From our point of view, here are some of the top benefits trends you can expect to shape the year ahead.
1. Personalized Plan Offerings and Communication
We've talked a lot this past year about how the concept of "one size fits all" is no longer acceptable in employee benefits. Expect the trend to continue.
As the job market continues to improve and companies have to work harder to attract and retain top talent, providing benefits that satisfy a diverse set of employee needs will be an increasingly important way for employers to stay competitive.
This starts with health plan options, but employees are also beginning to expect a robust offering of supplemental coverage that can fit into their unique life situation. Voluntary benefits including accident, legal and pet insurance will be "must-haves" for employers of all sizes before too long.
The spirit of personalization is arguably even more important when it comes to communication. Especially considering how the workforce will be increasingly dominated by millennials, a generation molded by on-demand, interactive content tailored to the individual.
Employers must continue to find ways to communicate with their employees in a language they understand, through channels they prefer (think mobile-first for those millennials), and with a message that resonates on a personal level to drive better decision making.
2. Financial Wellness Targeting Student Debt
It's no secret that the single greatest source of stress for employees is financial stress, which not only hurts employees but also employers’ bottom lines. Addressing this situation must be a priority in 2017.
Employers who implement comprehensive financial wellness and education programs can help employees gain firmer financial footing. And since student loan debt is, for many employees (not just the young ones), the primary antagonist, employers should make sure to target that area.
Student loan debt education, consolidation and repayment will likely be crucial components of benefit offerings for organizations looking to recruit and retain top performers. With the burden of student loan debt lightened, employees will not only be more engaged and productive at work, but also able to afford to invest more in their long-term financial security.
They'll breathe and sleep easier. And so will their employers.
3. Data-Driven Insight
HR and benefit professionals face a dual mandate to 1) reduce health care spending and 2) attract and retain top talent. Good information can ensure success.
Forward-thinking employers will continue to invest in the power of "big data" to guide their benefits strategy.
Benefits data analytics tools provide on-demand, real-time insight into what's driving health care costs and how employees are using their benefits, so employers make informed decisions about plan design and communication efforts. And, by integrating individual health insurance claims data into the enrollment experience, employers can help employees make more cost-effective plan choices that result in savings for both employees and the company.
As talent management plays an increasingly vital role in organizational success, working with a data-driven mindset will help HR and benefit professionals transform from tactical administrators into strategic business leaders.
4. Digital Health for Cost & Convenience
Facing hefty out-of-pocket costs, employees are more likely to skip out on care they need – because they simply can’t afford it. In fact, nearly half of middle-class workers admit that they have gone without medical services due to the expense, which, needless to say, can seriously hurt employees in the long run.
Delayed care can be extremely costly to employers, as well. Not only does it result in more lost work days when untreated conditions get worse and, in extreme cases, employees ending up on disability; it also negatively impacts productivity when you have employees working while sick.

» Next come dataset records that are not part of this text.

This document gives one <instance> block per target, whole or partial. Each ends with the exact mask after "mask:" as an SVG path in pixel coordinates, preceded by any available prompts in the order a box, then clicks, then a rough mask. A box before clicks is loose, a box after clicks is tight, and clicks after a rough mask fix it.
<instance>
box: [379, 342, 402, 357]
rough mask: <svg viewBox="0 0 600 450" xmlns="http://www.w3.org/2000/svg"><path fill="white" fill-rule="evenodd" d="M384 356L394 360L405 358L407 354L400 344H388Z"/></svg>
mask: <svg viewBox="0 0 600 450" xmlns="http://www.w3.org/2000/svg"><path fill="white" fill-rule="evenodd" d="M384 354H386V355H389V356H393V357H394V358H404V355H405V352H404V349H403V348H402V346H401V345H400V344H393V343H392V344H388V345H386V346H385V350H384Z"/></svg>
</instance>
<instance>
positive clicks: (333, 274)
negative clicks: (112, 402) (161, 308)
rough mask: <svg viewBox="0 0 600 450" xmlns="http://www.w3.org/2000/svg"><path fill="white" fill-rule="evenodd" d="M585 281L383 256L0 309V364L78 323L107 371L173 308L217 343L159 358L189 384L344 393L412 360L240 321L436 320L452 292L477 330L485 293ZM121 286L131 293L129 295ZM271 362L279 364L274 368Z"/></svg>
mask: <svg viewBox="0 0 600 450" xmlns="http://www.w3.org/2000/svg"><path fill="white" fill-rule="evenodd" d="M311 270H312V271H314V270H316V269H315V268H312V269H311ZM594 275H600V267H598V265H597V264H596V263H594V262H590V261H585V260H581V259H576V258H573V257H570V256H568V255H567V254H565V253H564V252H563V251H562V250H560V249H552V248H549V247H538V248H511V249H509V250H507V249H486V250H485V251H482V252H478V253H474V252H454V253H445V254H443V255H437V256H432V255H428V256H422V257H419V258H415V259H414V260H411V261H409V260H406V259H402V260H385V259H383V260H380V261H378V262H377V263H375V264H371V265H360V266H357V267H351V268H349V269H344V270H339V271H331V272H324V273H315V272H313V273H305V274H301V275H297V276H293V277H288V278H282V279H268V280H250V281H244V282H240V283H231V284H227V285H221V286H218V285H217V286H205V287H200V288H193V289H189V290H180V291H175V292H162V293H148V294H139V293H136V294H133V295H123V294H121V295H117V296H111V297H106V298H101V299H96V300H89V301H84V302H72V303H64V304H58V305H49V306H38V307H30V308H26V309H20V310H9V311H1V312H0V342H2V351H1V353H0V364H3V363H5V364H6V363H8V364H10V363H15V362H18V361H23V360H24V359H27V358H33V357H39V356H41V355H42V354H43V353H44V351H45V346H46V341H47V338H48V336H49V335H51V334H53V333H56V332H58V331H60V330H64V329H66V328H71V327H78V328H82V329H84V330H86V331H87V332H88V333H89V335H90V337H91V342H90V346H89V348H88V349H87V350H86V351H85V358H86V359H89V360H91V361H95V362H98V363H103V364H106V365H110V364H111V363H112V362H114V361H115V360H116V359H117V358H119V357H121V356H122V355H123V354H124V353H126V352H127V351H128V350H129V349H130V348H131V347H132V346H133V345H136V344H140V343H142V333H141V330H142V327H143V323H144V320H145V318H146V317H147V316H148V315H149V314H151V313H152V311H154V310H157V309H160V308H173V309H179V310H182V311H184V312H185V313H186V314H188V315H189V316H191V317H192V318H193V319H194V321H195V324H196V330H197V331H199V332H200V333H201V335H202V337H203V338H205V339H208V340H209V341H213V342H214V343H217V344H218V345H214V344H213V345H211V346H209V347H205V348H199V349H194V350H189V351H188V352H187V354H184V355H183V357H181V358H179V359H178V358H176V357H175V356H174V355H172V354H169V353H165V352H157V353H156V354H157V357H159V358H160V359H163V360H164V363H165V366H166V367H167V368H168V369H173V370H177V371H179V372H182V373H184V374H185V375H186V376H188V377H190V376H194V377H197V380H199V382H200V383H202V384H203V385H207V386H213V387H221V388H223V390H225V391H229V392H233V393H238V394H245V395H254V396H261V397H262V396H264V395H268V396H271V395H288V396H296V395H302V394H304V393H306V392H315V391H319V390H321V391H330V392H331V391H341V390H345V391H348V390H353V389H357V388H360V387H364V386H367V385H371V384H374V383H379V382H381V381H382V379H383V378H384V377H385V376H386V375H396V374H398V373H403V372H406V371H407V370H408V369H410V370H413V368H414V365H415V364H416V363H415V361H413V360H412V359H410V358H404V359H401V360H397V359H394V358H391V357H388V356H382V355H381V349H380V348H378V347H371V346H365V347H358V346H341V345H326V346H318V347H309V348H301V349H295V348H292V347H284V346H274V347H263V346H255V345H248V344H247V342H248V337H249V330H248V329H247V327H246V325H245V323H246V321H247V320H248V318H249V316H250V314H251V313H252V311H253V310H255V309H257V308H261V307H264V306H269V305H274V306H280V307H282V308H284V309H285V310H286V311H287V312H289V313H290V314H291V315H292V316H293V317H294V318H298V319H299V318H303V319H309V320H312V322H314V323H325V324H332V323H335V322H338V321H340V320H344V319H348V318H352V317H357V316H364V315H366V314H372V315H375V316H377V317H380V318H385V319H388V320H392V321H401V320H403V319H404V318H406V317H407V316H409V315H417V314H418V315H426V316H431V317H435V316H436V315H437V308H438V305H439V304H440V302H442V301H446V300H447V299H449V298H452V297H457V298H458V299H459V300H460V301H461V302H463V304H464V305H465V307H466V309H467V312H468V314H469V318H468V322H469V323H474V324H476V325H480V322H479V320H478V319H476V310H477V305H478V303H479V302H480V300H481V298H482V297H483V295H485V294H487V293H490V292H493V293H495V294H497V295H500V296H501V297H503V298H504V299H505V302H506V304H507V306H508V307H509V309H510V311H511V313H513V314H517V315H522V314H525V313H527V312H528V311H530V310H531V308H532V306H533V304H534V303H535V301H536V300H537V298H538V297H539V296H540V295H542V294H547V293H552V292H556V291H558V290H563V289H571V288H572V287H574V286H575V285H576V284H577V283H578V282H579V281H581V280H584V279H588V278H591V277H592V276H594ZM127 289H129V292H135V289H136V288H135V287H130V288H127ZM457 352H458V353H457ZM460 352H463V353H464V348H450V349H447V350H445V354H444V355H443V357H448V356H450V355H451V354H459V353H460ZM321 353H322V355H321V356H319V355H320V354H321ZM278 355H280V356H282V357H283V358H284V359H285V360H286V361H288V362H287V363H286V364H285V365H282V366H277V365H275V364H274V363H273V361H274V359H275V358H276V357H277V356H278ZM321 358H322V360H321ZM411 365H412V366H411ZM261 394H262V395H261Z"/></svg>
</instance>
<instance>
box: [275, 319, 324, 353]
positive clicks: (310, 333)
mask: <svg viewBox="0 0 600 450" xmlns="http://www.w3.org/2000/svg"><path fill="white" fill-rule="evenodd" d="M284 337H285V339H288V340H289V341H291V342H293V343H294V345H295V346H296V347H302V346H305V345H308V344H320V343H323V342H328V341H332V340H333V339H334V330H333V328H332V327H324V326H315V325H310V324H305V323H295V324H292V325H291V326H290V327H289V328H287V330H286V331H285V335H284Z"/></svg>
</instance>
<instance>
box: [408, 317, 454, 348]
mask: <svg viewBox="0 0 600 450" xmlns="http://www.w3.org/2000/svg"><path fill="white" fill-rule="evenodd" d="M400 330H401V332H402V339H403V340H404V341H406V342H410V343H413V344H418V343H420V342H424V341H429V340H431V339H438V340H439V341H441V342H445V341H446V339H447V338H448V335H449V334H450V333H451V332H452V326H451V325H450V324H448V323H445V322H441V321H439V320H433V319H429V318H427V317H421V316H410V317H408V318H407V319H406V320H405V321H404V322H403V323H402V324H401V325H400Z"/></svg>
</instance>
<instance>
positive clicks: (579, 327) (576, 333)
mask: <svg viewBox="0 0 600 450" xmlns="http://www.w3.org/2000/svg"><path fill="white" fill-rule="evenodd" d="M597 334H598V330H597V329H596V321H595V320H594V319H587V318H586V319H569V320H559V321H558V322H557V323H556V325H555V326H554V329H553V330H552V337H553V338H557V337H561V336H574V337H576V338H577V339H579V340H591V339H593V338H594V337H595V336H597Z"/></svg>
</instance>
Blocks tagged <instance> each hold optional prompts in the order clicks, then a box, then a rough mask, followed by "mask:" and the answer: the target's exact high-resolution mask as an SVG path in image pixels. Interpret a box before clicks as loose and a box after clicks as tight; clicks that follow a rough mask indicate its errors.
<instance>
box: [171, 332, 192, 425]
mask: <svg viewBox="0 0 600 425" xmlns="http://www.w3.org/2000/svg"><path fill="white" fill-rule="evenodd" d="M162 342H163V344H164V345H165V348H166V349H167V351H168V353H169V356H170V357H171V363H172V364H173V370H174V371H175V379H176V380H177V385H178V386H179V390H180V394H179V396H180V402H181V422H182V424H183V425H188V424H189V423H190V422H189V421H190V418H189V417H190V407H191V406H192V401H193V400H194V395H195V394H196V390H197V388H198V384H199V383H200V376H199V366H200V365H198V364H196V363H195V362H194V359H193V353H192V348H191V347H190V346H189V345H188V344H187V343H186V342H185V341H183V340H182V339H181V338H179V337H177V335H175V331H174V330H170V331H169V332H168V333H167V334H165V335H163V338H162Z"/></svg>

That's why digital health will continue to grow in popularity. These tools allow employees to access health care anytime, anywhere, at a fraction of the normal cost. Patients can use their mobile devices to talk, text or video chat with a doctor, share photos and test results, and get immediate answers, treatment and referrals for things that used to require driving across town and sitting in a waiting room for an hour.

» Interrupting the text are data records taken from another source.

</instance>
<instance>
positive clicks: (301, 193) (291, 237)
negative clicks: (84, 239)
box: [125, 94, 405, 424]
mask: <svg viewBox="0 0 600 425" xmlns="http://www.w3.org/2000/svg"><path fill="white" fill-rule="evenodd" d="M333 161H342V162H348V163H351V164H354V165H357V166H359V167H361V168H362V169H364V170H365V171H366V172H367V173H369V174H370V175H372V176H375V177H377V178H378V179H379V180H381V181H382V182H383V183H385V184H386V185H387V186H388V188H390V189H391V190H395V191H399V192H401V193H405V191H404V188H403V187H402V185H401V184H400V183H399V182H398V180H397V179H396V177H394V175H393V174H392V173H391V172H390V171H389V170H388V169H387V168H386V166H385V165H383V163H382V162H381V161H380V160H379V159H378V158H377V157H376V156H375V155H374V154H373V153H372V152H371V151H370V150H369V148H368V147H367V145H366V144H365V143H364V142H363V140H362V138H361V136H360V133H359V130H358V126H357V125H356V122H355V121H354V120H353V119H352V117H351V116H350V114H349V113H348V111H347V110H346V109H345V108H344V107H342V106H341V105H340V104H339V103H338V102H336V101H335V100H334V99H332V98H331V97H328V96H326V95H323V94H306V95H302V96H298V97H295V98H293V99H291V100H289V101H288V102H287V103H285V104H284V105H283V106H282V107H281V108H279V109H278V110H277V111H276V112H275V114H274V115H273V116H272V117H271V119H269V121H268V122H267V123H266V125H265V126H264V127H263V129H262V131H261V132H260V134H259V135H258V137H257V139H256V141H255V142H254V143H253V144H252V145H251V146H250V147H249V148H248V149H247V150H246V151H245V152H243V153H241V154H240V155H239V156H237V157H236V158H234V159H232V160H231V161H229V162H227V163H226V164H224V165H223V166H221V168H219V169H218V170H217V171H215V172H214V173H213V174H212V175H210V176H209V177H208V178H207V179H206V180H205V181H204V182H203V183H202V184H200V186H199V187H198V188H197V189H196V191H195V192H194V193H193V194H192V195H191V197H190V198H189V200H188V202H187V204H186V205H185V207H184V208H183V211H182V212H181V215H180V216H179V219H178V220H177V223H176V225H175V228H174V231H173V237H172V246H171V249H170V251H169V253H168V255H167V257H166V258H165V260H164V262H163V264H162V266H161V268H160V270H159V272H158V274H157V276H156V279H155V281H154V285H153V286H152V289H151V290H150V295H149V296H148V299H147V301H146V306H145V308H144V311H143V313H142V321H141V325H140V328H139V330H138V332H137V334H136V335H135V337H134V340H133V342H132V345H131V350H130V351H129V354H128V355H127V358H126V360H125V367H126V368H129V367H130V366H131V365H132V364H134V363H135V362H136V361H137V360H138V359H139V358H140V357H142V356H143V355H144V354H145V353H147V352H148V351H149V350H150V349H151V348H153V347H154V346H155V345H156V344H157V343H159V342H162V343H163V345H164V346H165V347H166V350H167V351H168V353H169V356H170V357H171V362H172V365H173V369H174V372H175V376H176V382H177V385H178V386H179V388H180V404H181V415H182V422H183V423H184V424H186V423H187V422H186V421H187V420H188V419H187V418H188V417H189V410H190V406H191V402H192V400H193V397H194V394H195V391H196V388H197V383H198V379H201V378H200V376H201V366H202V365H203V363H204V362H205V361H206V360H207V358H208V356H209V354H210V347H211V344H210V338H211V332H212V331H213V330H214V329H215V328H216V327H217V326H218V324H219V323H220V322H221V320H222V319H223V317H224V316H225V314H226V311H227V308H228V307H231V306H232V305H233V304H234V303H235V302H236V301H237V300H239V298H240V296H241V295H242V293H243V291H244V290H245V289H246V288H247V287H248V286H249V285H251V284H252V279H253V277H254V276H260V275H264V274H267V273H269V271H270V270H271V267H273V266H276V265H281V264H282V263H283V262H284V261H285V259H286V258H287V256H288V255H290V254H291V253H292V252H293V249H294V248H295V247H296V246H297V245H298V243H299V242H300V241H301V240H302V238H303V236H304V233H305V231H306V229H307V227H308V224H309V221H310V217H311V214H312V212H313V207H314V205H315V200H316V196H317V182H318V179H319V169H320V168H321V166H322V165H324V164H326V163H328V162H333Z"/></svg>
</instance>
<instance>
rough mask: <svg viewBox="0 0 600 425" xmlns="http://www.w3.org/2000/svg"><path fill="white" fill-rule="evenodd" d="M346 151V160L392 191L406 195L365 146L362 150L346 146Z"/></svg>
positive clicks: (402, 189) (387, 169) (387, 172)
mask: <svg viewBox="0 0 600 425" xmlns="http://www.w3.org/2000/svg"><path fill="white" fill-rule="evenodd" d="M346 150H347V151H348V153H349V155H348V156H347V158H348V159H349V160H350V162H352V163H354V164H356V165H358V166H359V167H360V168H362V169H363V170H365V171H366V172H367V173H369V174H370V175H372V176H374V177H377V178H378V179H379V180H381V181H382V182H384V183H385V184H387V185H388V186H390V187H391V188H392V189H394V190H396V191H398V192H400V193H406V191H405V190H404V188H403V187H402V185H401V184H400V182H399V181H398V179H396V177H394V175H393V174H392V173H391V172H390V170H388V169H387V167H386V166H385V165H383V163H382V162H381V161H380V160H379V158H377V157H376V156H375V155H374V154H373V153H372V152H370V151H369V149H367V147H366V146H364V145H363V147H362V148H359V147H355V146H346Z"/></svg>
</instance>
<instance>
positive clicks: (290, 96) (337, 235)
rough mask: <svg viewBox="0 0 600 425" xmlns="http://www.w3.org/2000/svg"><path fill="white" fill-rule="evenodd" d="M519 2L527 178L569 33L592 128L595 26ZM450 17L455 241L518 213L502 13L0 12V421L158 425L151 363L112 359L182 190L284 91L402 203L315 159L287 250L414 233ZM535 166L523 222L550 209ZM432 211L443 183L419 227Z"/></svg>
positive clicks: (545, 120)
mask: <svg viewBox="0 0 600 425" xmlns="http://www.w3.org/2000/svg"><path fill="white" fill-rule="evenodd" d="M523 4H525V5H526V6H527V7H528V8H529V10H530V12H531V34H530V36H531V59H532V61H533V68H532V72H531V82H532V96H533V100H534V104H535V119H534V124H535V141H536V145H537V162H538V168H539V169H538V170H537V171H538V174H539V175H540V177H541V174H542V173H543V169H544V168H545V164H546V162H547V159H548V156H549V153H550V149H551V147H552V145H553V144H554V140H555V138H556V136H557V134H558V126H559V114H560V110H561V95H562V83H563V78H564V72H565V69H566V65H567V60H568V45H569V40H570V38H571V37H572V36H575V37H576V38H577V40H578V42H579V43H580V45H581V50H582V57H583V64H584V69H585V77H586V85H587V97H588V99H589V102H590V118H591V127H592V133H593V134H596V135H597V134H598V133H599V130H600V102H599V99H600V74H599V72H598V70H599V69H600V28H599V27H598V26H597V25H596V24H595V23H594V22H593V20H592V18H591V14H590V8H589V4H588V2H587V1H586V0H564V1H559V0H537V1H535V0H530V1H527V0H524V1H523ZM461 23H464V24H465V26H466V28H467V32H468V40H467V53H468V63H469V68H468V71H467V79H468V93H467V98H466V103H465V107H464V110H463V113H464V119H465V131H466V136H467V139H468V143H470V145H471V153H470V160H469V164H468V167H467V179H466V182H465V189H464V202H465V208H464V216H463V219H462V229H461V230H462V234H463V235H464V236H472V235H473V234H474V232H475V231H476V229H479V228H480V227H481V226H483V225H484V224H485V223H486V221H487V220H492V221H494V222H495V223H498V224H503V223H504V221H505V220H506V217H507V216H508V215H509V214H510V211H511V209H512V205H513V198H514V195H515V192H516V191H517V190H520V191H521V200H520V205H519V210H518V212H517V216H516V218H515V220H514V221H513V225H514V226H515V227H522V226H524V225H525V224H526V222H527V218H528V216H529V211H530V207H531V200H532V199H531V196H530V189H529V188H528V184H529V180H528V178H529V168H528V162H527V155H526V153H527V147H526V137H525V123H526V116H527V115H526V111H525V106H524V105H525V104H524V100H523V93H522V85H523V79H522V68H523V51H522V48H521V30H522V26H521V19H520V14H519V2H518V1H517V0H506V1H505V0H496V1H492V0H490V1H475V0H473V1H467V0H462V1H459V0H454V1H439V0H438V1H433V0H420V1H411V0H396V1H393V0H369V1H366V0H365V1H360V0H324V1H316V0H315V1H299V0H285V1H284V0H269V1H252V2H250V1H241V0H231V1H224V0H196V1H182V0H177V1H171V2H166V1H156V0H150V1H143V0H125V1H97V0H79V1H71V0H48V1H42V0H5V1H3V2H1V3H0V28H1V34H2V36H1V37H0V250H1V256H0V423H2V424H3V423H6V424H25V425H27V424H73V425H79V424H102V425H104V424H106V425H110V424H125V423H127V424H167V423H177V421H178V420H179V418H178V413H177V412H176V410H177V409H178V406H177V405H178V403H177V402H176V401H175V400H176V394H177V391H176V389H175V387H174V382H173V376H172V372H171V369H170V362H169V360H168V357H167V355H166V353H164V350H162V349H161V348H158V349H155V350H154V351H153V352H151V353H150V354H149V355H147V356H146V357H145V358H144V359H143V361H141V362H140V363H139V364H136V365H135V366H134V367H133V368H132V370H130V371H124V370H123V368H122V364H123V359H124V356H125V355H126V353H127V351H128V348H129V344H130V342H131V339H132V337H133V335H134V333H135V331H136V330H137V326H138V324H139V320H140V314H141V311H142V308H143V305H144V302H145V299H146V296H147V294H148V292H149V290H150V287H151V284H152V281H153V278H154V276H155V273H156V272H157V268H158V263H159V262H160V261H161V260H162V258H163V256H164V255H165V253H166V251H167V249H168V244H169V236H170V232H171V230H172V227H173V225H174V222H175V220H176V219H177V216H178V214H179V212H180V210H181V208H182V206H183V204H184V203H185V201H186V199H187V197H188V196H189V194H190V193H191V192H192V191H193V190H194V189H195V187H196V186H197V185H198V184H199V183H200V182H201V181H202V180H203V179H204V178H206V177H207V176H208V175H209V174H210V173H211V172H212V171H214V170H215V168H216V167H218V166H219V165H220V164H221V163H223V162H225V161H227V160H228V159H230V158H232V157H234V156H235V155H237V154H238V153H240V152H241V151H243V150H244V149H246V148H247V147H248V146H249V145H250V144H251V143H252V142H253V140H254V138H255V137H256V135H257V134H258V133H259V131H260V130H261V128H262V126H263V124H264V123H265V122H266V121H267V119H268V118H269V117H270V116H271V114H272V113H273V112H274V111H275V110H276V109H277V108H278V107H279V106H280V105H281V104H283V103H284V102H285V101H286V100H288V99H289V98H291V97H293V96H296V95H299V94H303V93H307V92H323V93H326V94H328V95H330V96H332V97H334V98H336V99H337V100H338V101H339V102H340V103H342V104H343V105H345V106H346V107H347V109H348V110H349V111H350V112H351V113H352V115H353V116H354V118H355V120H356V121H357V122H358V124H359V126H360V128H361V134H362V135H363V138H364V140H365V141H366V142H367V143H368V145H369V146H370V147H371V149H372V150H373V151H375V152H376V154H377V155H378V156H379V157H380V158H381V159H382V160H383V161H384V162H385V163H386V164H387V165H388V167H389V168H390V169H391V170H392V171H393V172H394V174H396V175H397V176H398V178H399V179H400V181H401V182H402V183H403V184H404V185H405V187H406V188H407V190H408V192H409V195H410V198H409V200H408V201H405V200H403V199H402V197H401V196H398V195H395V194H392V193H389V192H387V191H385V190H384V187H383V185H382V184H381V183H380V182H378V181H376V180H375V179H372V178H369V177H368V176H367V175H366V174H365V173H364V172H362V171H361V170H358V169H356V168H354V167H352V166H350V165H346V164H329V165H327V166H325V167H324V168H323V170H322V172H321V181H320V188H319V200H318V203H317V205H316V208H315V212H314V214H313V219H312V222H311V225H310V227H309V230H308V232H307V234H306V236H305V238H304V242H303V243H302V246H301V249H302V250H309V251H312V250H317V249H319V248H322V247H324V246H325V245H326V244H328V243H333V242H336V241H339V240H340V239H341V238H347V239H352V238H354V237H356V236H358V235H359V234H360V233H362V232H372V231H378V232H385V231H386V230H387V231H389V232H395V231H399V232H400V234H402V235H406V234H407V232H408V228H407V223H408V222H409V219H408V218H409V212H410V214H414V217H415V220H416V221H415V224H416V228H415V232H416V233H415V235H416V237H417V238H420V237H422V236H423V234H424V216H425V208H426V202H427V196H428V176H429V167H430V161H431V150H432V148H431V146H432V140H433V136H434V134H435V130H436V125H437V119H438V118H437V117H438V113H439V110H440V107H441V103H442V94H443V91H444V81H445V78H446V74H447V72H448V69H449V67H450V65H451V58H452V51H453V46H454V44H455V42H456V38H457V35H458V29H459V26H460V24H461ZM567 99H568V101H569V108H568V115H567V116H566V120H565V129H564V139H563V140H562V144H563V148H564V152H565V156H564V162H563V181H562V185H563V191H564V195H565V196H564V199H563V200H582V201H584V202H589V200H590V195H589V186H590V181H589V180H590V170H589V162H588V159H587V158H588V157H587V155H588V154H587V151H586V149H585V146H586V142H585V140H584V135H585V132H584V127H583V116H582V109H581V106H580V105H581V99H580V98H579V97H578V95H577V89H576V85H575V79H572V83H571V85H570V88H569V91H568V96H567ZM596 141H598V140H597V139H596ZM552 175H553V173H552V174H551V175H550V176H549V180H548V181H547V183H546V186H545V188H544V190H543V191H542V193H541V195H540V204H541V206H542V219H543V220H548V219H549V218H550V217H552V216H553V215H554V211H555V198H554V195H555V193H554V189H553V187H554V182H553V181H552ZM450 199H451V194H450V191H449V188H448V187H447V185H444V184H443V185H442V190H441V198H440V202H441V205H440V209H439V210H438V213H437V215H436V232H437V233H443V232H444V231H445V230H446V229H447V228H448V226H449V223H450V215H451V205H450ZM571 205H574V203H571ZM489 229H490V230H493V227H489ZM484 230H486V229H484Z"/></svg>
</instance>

Not only does digital health give employees some welcome reprieve from high out-of-pocket costs, it also offers the convenience of on-demand care. Employees can now get better sooner, while minimizing productivity loss.
5. ACA Uncertainty
With a new Republican president taking office in 2017, the ACA stands to undergo significant changes, if it's not dismantled altogether. As ever, employers will need to keep their eye on Washington.
Much of the new administration's plan for health care reform remains unclear. However, it is very likely that the unpopular "Cadillac tax" on high-cost health plans will go away. But the need to rein in health care spending - not only to minimize the impact on employers' bottom lines, but also to control the financial impact health care has on their employees - will not go away.
Health care benefits have undeniable value in attracting and retaining talent, so employers will want to focus on offering benefits that make sense for their employee population, and providing the tools and resources that enable employees to make cost-effective decisions with respect to those benefits.